Back to Librealsense

rs-face-dlib Sample

wrappers/dlib/face/readme.md

2.57.73.5 KB
Original Source

rs-face-dlib Sample

Overview

This example demonstrates a very simple facial landmark detection using Dlib's machine learning algorithms, using depth data to implement basic anti-spoofing.

Note: This is just an example intended to showcase possible applications. The heuristics used here are very simple and basic, and can be greatly improved on.

<p align="center"></p>

Faces detected by the camera will show landmarks in either green or red:

  • Green landmarks indicate a "real" face with depth data corroborating expectations. E.g., the distance to the eyes should be greater than to the tip of the nose, etc.

  • Red landmarks indicate a "fake" face. E.g., a picture of a face, where the distance to each facial feature does not meet expectations

Note: faces should be forward-facing to be detectable

Implementation

To enable usage of librealsense frame data as a dlib image, a rs_frame_image class is introduced. No copying of frame data takes place.

cpp
rs_frame_image< dlib::rgb_pixel, RS2_FORMAT_RGB8 > image( color_frame );

Faces are detected in two steps:

  1. Facial boundary rectangles are detected:
cpp
  dlib::frontal_face_detector face_bbox_detector = dlib::get_frontal_face_detector();
  ...
  std::vector< dlib::rectangle > face_bboxes = face_bbox_detector( image );
  1. Each one is then annotated to find its landmarks:
cpp
  dlib::shape_predictor face_landmark_annotator;
  dlib::deserialize( "shape_predictor_68_face_landmarks.dat" ) >> face_landmark_annotator;
  ...
  std::vector< dlib::full_object_detection > faces;
  for( auto const & bbox : face_bboxes )
    faces.push_back( face_landmark_annotator( image, bbox ));

Note: A dataset (a trained model file) is required to run this sample.
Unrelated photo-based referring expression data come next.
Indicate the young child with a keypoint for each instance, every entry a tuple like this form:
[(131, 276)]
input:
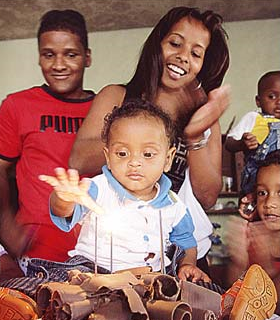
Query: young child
[(37, 129), (185, 44), (133, 192), (259, 241), (258, 133)]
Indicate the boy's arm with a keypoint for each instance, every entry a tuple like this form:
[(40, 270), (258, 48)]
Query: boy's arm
[(12, 236), (60, 207)]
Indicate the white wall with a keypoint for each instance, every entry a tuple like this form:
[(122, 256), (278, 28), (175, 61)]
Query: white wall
[(254, 48)]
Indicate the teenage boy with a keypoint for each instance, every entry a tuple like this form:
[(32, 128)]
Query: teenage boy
[(37, 129)]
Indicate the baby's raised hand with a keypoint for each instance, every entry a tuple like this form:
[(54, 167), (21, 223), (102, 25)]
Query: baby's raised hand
[(69, 188)]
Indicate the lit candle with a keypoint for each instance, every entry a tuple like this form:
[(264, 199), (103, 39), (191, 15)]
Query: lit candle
[(111, 251), (161, 245), (95, 249)]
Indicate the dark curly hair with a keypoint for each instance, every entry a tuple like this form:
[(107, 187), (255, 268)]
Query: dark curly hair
[(64, 20), (133, 108), (272, 158), (264, 77)]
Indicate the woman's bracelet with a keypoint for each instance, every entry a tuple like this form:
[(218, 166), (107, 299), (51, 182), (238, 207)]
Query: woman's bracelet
[(197, 145)]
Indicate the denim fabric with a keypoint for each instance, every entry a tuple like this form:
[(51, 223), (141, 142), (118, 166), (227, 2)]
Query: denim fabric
[(271, 143)]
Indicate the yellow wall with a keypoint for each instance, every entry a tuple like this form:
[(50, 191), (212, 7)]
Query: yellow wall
[(254, 48)]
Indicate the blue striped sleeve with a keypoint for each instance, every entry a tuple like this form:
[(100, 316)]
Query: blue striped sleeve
[(182, 233)]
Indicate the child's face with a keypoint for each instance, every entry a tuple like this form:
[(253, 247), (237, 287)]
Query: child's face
[(138, 153), (269, 96), (268, 196), (183, 51), (63, 60)]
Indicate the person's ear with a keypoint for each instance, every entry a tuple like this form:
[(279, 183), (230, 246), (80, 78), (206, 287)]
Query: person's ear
[(169, 159), (106, 153), (88, 58), (258, 103)]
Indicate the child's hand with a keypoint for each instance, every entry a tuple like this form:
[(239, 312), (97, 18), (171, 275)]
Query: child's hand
[(69, 188), (250, 141), (192, 272)]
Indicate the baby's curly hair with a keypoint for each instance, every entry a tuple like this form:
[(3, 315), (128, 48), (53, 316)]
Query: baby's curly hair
[(133, 108)]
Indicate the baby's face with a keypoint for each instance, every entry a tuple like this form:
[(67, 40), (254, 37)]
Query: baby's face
[(269, 96), (138, 153), (268, 196)]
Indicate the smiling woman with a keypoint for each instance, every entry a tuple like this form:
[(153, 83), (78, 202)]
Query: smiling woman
[(184, 46)]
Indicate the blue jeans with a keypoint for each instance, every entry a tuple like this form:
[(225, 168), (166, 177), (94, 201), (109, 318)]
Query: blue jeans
[(271, 143)]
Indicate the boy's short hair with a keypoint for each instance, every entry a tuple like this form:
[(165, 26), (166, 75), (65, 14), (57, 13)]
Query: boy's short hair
[(264, 77), (64, 20), (133, 108)]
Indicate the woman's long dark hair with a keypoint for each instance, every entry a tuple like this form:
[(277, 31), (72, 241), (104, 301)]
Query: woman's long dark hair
[(147, 76)]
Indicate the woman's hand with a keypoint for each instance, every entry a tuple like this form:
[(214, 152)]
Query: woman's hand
[(209, 113)]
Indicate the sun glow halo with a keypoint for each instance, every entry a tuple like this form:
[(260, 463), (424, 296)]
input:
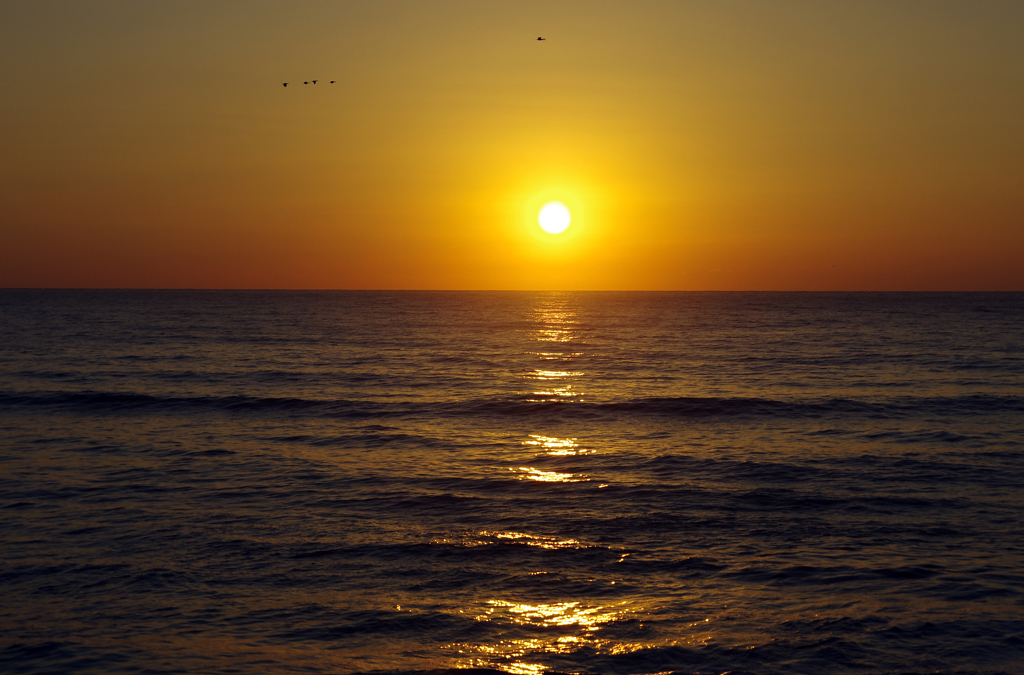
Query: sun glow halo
[(554, 217)]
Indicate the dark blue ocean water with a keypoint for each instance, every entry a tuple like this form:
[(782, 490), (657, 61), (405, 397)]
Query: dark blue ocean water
[(606, 482)]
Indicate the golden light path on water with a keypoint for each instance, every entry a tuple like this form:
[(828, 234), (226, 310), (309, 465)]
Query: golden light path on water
[(573, 624)]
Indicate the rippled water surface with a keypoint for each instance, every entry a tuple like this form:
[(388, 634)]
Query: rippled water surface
[(336, 482)]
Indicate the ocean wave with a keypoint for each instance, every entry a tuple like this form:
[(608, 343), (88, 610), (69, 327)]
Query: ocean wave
[(672, 407)]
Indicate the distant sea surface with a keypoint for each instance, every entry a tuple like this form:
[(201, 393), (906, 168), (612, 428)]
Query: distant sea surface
[(602, 482)]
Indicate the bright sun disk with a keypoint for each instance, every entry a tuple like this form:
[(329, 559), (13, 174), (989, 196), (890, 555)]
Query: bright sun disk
[(554, 217)]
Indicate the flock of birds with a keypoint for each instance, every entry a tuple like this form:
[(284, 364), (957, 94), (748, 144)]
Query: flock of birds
[(333, 81)]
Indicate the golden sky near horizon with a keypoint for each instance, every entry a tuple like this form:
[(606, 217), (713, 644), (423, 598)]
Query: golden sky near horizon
[(714, 144)]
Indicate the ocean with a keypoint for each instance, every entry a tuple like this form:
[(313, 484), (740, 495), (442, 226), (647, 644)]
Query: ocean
[(221, 481)]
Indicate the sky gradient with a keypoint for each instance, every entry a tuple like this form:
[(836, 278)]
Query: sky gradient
[(700, 145)]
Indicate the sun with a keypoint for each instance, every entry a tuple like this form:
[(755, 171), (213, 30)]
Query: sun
[(554, 217)]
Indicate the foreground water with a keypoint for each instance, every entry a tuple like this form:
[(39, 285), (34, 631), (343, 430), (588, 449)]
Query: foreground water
[(329, 482)]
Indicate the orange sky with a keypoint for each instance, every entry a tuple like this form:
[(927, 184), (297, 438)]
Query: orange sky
[(714, 144)]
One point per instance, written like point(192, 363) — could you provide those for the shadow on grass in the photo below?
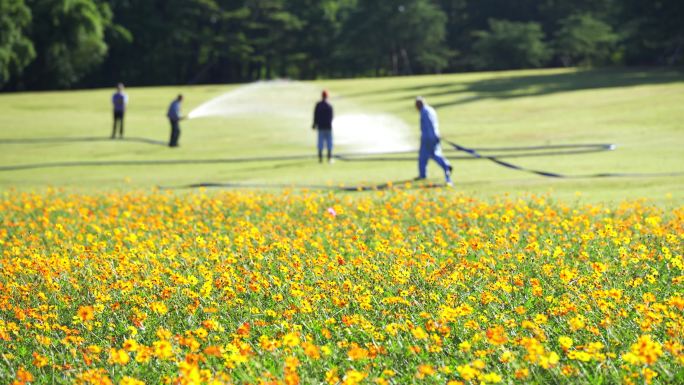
point(398, 156)
point(503, 87)
point(80, 139)
point(409, 184)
You can use a dataset of your choosing/choosing or download the 68-point trained model file from dlib's site.

The landmarks calculated are 68-point 2D coordinates in the color frame. See this picture for (1-based) indexes for each of the points.
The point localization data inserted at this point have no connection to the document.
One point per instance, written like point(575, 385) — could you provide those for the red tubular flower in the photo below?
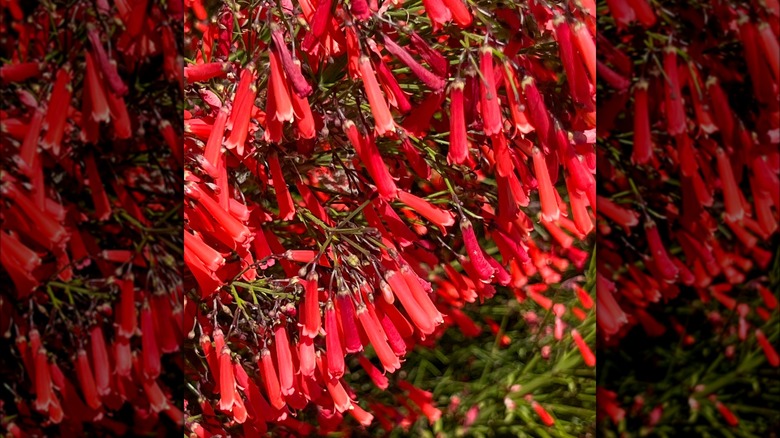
point(724, 119)
point(612, 317)
point(360, 9)
point(731, 193)
point(490, 105)
point(587, 48)
point(516, 99)
point(149, 348)
point(401, 289)
point(304, 119)
point(369, 155)
point(547, 193)
point(108, 67)
point(237, 231)
point(97, 190)
point(421, 295)
point(769, 350)
point(460, 13)
point(658, 253)
point(474, 251)
point(348, 322)
point(433, 82)
point(126, 313)
point(284, 360)
point(622, 11)
point(537, 110)
point(311, 307)
point(614, 79)
point(270, 379)
point(622, 216)
point(643, 143)
point(438, 12)
point(291, 68)
point(440, 217)
point(675, 111)
point(383, 120)
point(545, 416)
point(210, 257)
point(281, 93)
point(770, 48)
point(585, 351)
point(20, 72)
point(376, 336)
point(333, 348)
point(283, 197)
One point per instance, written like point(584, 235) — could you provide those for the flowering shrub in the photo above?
point(356, 174)
point(91, 277)
point(689, 125)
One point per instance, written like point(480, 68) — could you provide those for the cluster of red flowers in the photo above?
point(91, 301)
point(689, 194)
point(343, 163)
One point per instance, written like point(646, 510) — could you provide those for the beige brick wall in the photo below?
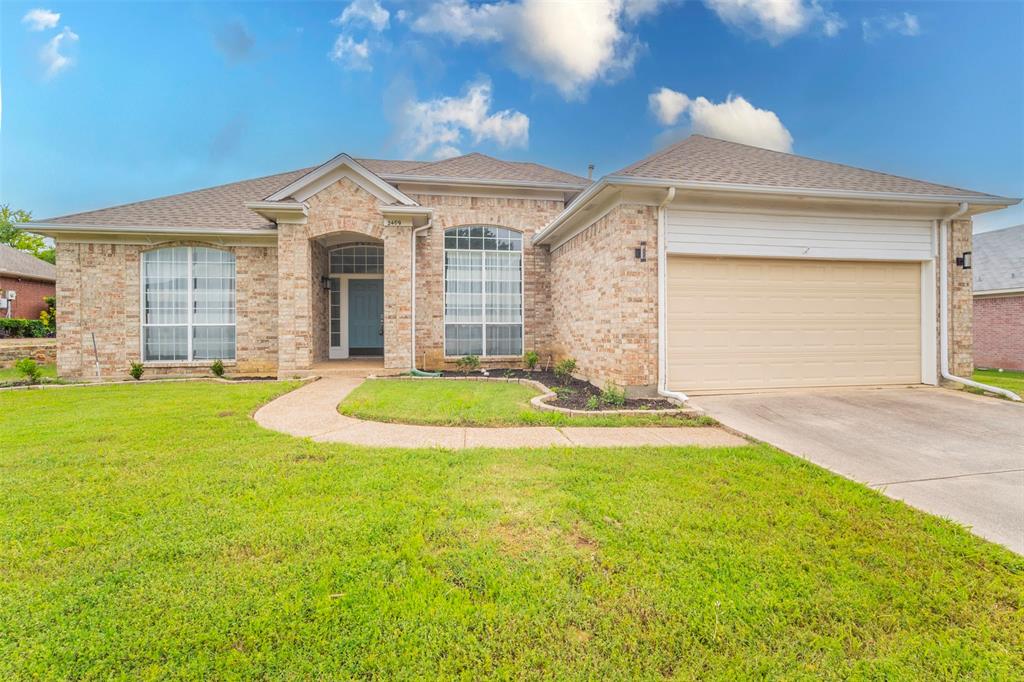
point(961, 301)
point(98, 292)
point(604, 301)
point(525, 215)
point(343, 207)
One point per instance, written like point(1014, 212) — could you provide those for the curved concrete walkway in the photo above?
point(312, 412)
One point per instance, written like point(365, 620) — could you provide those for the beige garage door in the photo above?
point(740, 323)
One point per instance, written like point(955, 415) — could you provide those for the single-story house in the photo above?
point(25, 282)
point(998, 298)
point(707, 266)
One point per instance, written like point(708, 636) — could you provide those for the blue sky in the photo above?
point(110, 102)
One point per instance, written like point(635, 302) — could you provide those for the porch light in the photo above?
point(640, 253)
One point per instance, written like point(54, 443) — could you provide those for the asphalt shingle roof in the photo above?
point(699, 159)
point(19, 264)
point(997, 260)
point(223, 206)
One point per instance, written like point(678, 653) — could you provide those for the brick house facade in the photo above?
point(588, 258)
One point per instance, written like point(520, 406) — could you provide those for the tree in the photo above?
point(22, 240)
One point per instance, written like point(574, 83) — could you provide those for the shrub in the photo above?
point(22, 329)
point(530, 358)
point(564, 369)
point(613, 395)
point(48, 315)
point(468, 364)
point(29, 369)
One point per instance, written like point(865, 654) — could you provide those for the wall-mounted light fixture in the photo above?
point(641, 252)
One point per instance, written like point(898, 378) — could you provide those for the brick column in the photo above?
point(295, 294)
point(397, 298)
point(961, 290)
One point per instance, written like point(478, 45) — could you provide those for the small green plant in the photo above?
point(530, 358)
point(468, 364)
point(613, 395)
point(564, 369)
point(29, 369)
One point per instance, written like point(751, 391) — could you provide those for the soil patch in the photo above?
point(572, 393)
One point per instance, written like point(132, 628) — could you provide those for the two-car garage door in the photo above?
point(745, 323)
point(844, 309)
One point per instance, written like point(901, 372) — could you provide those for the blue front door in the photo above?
point(366, 316)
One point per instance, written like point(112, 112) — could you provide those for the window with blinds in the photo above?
point(482, 291)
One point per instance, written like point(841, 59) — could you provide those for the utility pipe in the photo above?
point(416, 231)
point(944, 309)
point(662, 312)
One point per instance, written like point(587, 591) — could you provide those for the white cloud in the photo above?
point(40, 19)
point(351, 53)
point(735, 119)
point(903, 25)
point(570, 45)
point(668, 105)
point(436, 127)
point(364, 12)
point(52, 58)
point(776, 20)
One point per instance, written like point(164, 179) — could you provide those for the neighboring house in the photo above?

Once available, landmarks are used to get average eye, nose, ear, mouth, and chin depths. The distances are compared with expected relationships:

cpp
if( nose_depth >= eye_depth )
    return false;
if( eye_depth - nose_depth > 0.07f )
    return false;
if( ear_depth <= eye_depth )
    return false;
if( mouth_depth <= nose_depth )
    return false;
if( mouth_depth > chin_depth )
    return false;

// All the distances, collectively, should not span a range that makes no sense. I.e.,
// if the face accounts for more than 20cm of depth, or less than 2cm, then something's
// not kosher!
float x = std::max( { nose_depth, eye_depth, ear_depth, mouth_depth, chin_depth } );
float n = std::min( { nose_depth, eye_depth, ear_depth, mouth_depth, chin_depth } );
if( x - n > 0.20f )
    return false;
if( x - n < 0.02f )
    return false;

Because depth data is used to correspond with landmark pixels from the color image, it is important that the depth and color frames from the camera are aligned:

cpp
rs2::align align_to_color( RS2_STREAM_COLOR );
...
rs2::frameset data = pipe.wait_for_frames();
data = align_to_color.process( data );       // Replace with aligned frames

The depth data is accessed directly, for speed, instead of relying depth_frame.get_distance() which may incur overhead.